Eu preciso confessar uma atitude que venho tendo, de maneira recorrente, já faz algum tempo: o ato de procurar por fotos de homens pretos de cabelo liso no Google.
Desde criança qualquer pessoa de cor já passou pela experiência de não se encontrar em desenhos e seriados de TV. É quase um rito de passagem, notar que as percepções de beleza, o que deve ser visto, não repassa pela aparência de seus semelhantes. Eu passei por essa experiência e sem duvida alguma vibrei de alegria ao conhecer produções antigas e perceber novas criações que tensionavam os padrões estéticos ao que se estava acostumado.
Mas de certa forma, para mim, ainda faltava algo.
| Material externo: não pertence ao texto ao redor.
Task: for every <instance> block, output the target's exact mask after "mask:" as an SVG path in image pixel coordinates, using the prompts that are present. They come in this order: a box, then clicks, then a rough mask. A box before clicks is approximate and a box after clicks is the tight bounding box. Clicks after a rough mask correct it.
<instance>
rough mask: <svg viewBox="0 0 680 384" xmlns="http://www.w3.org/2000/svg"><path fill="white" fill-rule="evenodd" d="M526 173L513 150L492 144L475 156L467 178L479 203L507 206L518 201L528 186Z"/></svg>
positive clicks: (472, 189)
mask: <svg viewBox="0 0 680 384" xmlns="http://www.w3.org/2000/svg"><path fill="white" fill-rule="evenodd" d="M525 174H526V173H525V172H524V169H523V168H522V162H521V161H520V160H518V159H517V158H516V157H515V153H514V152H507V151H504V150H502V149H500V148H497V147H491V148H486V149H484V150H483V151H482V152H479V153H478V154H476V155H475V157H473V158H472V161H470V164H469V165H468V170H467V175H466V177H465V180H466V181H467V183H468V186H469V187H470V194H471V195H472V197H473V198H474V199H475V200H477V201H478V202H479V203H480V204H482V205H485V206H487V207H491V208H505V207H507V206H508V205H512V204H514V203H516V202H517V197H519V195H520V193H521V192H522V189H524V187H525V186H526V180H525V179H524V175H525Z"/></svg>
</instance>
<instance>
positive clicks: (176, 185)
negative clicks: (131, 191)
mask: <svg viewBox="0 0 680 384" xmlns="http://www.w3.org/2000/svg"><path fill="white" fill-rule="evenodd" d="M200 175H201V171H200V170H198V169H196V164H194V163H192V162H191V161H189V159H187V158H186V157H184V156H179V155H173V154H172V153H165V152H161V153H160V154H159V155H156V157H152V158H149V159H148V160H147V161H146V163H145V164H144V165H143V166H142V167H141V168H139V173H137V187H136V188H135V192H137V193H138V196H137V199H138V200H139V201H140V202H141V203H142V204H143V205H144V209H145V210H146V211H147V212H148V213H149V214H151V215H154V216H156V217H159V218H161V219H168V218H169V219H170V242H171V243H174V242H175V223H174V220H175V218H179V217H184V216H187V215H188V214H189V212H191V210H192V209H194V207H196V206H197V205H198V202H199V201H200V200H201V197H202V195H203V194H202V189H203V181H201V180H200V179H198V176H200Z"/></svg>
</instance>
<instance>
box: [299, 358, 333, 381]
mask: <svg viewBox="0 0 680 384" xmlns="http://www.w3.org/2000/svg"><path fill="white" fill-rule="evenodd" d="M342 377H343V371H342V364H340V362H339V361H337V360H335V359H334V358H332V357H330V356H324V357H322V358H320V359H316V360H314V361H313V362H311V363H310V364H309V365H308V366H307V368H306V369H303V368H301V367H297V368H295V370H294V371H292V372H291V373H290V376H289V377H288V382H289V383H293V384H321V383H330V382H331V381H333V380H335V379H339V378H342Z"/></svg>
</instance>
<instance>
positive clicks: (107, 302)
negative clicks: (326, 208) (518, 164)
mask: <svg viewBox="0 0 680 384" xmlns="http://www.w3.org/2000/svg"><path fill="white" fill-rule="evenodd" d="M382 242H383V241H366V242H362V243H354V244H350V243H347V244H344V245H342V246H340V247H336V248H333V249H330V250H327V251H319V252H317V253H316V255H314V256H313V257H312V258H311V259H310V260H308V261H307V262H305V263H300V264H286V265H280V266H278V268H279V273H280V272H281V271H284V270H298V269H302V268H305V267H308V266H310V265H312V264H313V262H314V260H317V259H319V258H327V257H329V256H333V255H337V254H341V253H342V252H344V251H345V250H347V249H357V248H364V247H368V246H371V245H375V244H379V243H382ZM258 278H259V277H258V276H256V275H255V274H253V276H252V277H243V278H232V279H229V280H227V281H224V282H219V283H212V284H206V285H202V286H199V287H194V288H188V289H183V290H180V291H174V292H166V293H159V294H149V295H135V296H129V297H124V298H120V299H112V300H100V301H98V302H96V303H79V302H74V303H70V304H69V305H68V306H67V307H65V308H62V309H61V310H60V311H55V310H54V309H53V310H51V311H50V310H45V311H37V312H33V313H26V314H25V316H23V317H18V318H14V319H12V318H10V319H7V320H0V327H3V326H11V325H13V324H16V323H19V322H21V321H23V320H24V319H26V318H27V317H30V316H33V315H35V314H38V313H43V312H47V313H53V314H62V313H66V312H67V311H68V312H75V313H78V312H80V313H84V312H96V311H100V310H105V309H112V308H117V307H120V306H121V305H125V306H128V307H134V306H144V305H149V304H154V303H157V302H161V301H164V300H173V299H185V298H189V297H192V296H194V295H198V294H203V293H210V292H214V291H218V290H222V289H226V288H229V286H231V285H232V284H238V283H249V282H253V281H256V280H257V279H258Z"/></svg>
Vindo de avós e avôs tanto brancos quanto pretos retintos de cabelo 4b/4c, eu nasci sendo um preto de pele clara e de cabelo liso. Ao observar todos esses exemplos na TV, no cinema, na música, por mais que eles estavam muito mais próximos do meu visual do que os exemplos anteriores, eu ainda me sentia completamente deslocado ao perceber algo que parecia nos colocar completamente desconectado um dos outros: o cabelo.
Nós sabemos como a população ainda trata os cabelos de homens pretos. Os cortes baixos e a falta de cabelos volumosos são resultados de uma hegemonia racista que dita que tal aparência é mais “apresentável”. Por mais que o cabelo da mulher preta ainda seja cercado de tabus sociais, as discussões dentro da nossa própria comunidade parecem estar muito mais avançadas em diversos quesitos. Hoje em dia eu poderia dizer que me sinto satisfeito em ser telespectador de uma revolução racial que está acontecendo, onde eu consigo notar uma variedade de fenótipos pretos, mas aquela auto identificação que não ocorreu na infância ainda tem seu lugar no meu subconsciente.
Ter o cabelo liso nunca me impediu de ser chamado de “beiçudo”, “moreninho” e afins, mas parece ter impedido, muitas vezes, de outros pretos verem em mim a diáspora africana que viam em si mesmo e em seus amigos próximos.
Faz-se notar que de forma alguma venho aqui defender algum tipo de campanha por mais pretos de pele clara ou algo do tipo. Questões como colorismo e passabilidade estudadas aos montes em nosso tempo já demonstram os diversos privilégios por eu ser homem e ter a aparência que tenho. Eu quero mesmo é ver mais pretos e pretas retintas em todos os ambientes os quais são considerados inacessíveis porque sei a importância politica que seus corpos possuem em um país que propositalmente promoveu políticas de embranquecimento da sua população. Políticas de embranquecimento é genocídio assistido pelo Estado.
O que de fato relato aqui é uma questão muito mais pessoal que talvez possa contribuir com outras pessoas na mesma situação.
Em épocas de embates sócio-políticos-raciais tão pulsantes é mais que necessário trazer à tona o valor intrínseco ligado ao black power. Inúmeras pessoas da nossa comunidade já sofreram e ainda sofrem, por apresentarem cabelos que desafiavam o status quo ditado pela branquitude. A simbologia do cabelo afro deve e faz todo sentido, ser colocada como símbolo de uma luta e de toda uma comunidade, mas não deve ser utilizada como único elemento de aferição de uma negritude. Ao não aferirem determinada raça apenas pelos cabelos de alguém é desenvolver um estereótipo imaginário na qual todas as pessoas pretas devem possuir a mesma aparência. É negar o poder do pan-africanismo e compreender o continente africano como uma hegemonia visual.
Não ter o mesmo cabelo a que automaticamente me atribuem já me impediu diversas vezes de me pronunciar como preto. A quebra desse processo tem sido uma caminhada diária, um processo de autoconhecimento, até o que dia que entenda por completo que posso ser rei, mesmo não tendo coroa.